The string line doesn’t just appear on a job site, as some might suspect. No sir, turns out some forethought goes into getting that string strung.
As fate would have it, there was a string line involved in this recent project. I knew this in advance because as I approached, my beloved spouse said, “Watch the string,” to which I retorted, in my best childish voice, “You watch the string.”
On this day Pat was wearing headphones and I must admit that sort of ticked me off. The wind was brisk, my gloves were thin, and dang it, my feet ached. If it weren’t for those headphones, I would have informed Pat of all of this, because I’m sure he wanted to know.
Instead of updating him on my ailments, I belted out Janis Joplin a cappella and shoveled like it was my job. I’m quite a woman, I’ll give you that.
I had just sung out my third repetition of “Come on!” and was about to belt out “Take a … take another little piece of my heart now, baby,” when my Pat hollered out in an uncharacteristic manner, “Dadgummit Lori!”
Not liking to be snapped at, I looked at him with fire and retorted, “What!”
“You broke the dadgummed string!”
There’s a lot that goes on in a person’s mind after she breaks the string. Most times the air stops moving, the winds cease to exist, and if there’s a butterfly nearby, you can dang sure betcha that her wings stop mid-flutter.

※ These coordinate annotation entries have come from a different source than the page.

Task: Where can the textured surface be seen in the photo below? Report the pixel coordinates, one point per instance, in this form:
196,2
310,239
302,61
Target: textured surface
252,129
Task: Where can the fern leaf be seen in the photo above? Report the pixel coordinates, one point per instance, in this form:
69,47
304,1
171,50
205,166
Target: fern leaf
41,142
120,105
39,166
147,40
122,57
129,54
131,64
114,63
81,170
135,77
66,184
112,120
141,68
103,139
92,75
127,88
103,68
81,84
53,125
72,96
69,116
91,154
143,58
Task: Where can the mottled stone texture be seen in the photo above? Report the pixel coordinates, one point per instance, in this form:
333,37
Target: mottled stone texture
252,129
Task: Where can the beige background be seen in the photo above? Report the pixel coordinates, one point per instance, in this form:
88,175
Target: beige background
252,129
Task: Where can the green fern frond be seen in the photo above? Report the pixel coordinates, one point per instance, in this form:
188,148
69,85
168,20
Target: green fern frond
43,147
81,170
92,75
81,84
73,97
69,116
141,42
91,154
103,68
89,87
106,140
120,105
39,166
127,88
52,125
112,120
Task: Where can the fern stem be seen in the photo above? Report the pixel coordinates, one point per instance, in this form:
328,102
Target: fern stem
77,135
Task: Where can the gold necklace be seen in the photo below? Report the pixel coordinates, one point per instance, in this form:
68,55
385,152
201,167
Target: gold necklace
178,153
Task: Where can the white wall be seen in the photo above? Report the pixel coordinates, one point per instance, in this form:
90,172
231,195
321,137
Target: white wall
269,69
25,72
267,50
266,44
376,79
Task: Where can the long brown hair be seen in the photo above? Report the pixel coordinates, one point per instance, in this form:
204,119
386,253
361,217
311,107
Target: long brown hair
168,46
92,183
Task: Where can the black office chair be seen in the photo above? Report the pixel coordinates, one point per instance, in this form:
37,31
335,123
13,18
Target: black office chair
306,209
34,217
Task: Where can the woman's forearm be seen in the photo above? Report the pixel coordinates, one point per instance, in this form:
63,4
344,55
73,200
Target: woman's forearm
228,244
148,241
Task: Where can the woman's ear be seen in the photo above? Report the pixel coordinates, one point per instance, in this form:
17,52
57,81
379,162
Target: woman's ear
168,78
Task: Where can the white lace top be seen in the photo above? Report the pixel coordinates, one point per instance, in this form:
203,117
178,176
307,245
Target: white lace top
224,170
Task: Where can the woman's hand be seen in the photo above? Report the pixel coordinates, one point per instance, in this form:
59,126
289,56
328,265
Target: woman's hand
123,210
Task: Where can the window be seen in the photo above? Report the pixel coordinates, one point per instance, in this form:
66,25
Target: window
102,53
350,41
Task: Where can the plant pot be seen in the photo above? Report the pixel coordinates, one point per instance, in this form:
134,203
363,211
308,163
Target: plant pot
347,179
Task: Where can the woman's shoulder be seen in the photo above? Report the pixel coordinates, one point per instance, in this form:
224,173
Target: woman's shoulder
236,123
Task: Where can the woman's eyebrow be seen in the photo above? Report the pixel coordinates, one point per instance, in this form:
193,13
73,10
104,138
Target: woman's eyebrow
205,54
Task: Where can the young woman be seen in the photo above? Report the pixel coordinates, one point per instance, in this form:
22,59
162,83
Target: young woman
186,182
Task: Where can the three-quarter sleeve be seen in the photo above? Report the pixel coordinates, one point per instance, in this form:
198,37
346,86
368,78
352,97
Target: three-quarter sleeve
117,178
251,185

As I said, there are men who wonder what women think, and I feel that it’s worth repeating that my Pat isn’t one of them — because if I have a thought, I will surely let him know.
However, I had broken the string, so for once I did my best to hold my tongue. But he had called me on my mistake and worse yet, he waited for a response. When there was none, he said, “What, no comment?”
Lord love him. To say that he got a comment would be an understatement. He got remarks, dialogue, and I must confess, somewhat of a rant, if not a manifesto. I gave him this, I gave him that, and just for good measure, I mentioned the kitchen sink. When I was done I looked at him and inquired, “Is that enough of a comment for ya?”
To which he smiled as he replied, “Yep, that’s just pretty good.”
It’s a darn good thing that we don’t argue.